第6話 悲哀に飲まれた九十九


 火災報知器とは異なる電子的な警報音が校内に響き渡る。

 昼休みも終わろうかという時に鳴り響いた警報に、生徒達は何事かと騒然とした。


「これ、怨獣絡みのときの警報じゃない?」

「多分。初めて聞いたけど……」


 進学の際に警報の話は聞いている。中学のときにもあったが、元々、怨獣が侵入しないよう結界を張っていることもあり、今まで一度も聞いたことはない。

 ただ、怨獣ならばつい先日、有栖達も関わった件で校内に現れているが、そのときには犯人を確実に捕まえるために敢えて警報を切っていたのだ。


「鳴ったってことは、会長も予期してなかった件ってことね」

「隼人も何も言ってなかったしな」


 今は生徒会の仕事で教室にいないが、特に何か注意するようにという話もなかった。秘密裏に進んでいる可能性もあるが。

 どうするべきか考えていると、校内放送が流れた。


《現在、グラウンドに怨獣が侵入しています。全校生徒は校舎から出ないようにしてください。繰り返します。現在――》


 教師の一人がやや口早に告げ、聞き漏れがないよう内容を繰り返す。

 明かされた場所は教室からも見える場所のため、誰もが窓辺に駆け寄ってグラウンドを見た。

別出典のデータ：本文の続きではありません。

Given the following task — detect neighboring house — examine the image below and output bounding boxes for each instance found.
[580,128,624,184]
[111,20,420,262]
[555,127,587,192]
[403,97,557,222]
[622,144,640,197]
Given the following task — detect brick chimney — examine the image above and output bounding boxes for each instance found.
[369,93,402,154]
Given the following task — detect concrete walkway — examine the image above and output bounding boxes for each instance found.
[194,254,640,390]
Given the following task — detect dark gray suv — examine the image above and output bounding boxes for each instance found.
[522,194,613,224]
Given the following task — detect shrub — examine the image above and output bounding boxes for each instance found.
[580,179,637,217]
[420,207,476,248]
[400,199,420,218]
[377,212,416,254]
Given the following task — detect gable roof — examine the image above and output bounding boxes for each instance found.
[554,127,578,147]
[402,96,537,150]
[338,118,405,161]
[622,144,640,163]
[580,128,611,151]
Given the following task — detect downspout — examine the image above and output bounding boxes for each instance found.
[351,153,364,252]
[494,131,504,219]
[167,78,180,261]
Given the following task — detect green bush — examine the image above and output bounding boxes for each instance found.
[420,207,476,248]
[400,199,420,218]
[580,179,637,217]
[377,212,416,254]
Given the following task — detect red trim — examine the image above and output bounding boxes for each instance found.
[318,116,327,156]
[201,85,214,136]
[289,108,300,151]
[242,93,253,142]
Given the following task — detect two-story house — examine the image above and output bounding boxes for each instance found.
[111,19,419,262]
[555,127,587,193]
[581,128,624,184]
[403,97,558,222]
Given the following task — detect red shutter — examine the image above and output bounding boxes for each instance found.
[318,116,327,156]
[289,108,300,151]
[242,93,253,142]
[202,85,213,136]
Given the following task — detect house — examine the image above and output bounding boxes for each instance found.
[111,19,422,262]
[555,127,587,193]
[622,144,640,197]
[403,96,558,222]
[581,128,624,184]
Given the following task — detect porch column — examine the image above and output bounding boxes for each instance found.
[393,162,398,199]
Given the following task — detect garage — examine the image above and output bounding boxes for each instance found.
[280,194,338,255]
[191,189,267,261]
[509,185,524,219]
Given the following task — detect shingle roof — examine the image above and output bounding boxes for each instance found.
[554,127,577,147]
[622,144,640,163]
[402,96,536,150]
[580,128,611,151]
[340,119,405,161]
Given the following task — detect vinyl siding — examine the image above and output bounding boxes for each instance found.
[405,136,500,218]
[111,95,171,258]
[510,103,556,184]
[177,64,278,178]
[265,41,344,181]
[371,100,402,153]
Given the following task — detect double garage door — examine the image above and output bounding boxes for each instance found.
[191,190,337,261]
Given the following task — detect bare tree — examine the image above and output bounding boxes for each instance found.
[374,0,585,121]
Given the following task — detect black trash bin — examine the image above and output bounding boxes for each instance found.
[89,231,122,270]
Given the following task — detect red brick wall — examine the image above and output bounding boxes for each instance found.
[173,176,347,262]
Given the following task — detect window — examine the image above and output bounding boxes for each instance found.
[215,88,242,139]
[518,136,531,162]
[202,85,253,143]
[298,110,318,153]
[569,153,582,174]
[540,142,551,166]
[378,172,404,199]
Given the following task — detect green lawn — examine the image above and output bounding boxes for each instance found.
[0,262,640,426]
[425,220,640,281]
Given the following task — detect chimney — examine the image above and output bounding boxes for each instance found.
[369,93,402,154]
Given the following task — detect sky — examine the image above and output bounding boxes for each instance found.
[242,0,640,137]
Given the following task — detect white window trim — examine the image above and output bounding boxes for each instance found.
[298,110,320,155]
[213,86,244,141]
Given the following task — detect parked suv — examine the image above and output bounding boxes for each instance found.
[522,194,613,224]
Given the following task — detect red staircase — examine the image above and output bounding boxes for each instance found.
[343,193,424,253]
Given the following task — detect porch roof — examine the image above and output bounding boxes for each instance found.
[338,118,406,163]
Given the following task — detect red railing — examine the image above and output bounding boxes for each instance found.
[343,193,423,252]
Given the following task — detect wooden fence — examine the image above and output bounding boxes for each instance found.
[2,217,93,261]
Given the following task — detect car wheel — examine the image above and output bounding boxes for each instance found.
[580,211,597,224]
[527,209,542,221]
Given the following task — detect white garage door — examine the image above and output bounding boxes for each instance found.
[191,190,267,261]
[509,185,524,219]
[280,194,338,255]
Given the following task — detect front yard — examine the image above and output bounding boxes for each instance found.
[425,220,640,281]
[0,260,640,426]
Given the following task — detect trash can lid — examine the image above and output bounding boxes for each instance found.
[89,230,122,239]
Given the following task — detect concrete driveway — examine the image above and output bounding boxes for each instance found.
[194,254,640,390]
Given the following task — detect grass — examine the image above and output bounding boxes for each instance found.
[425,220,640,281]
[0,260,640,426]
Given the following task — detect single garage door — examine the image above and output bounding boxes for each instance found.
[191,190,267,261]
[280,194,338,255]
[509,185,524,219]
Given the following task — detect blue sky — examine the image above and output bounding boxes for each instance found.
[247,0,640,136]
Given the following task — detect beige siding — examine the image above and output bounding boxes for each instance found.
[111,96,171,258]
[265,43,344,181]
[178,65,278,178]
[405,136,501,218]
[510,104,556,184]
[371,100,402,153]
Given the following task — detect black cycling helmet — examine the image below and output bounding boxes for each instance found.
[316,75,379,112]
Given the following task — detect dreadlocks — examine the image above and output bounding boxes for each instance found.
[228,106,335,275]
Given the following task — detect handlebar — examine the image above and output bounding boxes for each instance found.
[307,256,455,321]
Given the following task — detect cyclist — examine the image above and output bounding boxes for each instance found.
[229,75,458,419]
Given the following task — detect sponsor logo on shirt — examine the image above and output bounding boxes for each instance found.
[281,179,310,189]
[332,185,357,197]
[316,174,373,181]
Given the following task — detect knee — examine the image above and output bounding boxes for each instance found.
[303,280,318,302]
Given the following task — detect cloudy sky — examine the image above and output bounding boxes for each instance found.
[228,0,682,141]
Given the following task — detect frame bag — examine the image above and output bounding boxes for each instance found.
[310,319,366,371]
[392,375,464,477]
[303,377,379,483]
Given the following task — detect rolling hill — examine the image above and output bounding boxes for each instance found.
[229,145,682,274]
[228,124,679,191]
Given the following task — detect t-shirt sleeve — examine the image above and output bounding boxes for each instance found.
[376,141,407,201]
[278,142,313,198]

 すると、グラウンドからは肉食動物の咆哮が轟いた。窓さえもがたがたと揺らす叫びに、窓辺にいた生徒の何人かは怖じ気づいて窓から遠ざかった。

 だが、変わらずに窓から外を見ていたクラスメイトの一人が、視界に入った姿に感動にも似た声を上げた。


「うわ、すっげ! でかい虎の怨獣がいる!」

「虎……?」

「ねぇ。なんかあれ、見たことない?」


 クラスメイトの言葉を聞いた有栖は「ごめん。見せて」と言って間に割って入り、窓から外を見る。

 そこには一頭の巨大な虎がいた。赤黒い炎を口の端から漏らし、押さえようとする教師を威嚇している。また、教師陣の中には隼人の姿もあった。


「生徒会役員も鎮圧に加わってるのね。校舎の側にも何人かいるし……雪?」


 有栖の横に立った凛も外を確認する。隼人だけでなく、生徒会役員はほとんどが外にいた。

 生徒会役員は非常事態には教師陣に混じって対処に当たることもあり、今回のように外にいても誰も疑問に思うことはなかった。

 ただ、有栖は愕然とグラウンドにいる虎を見ており、普通ではない様子を案じた凛が声を掛けた。

 有栖は視線を逸らすことなく、僅かに震える声で呟く。


「小虎ちゃんだ……」

「え?」

「行かないと……!」

「ちょ、ちょっと!?」

「有栖!」


 凛と恭夜の制止も聞かず、有栖は教室を飛び出した。

 校舎の出入り口には教師や生徒会役員がいるため、外に出ようとしても止められるだろう。

 それでも有栖はじっとしていられなかった。


(小虎ちゃん……なんで……!)




 その頃、外では侵入した怨獣に対し、生徒会顧問であり基獣に最も精通している大和田が指示を出していた。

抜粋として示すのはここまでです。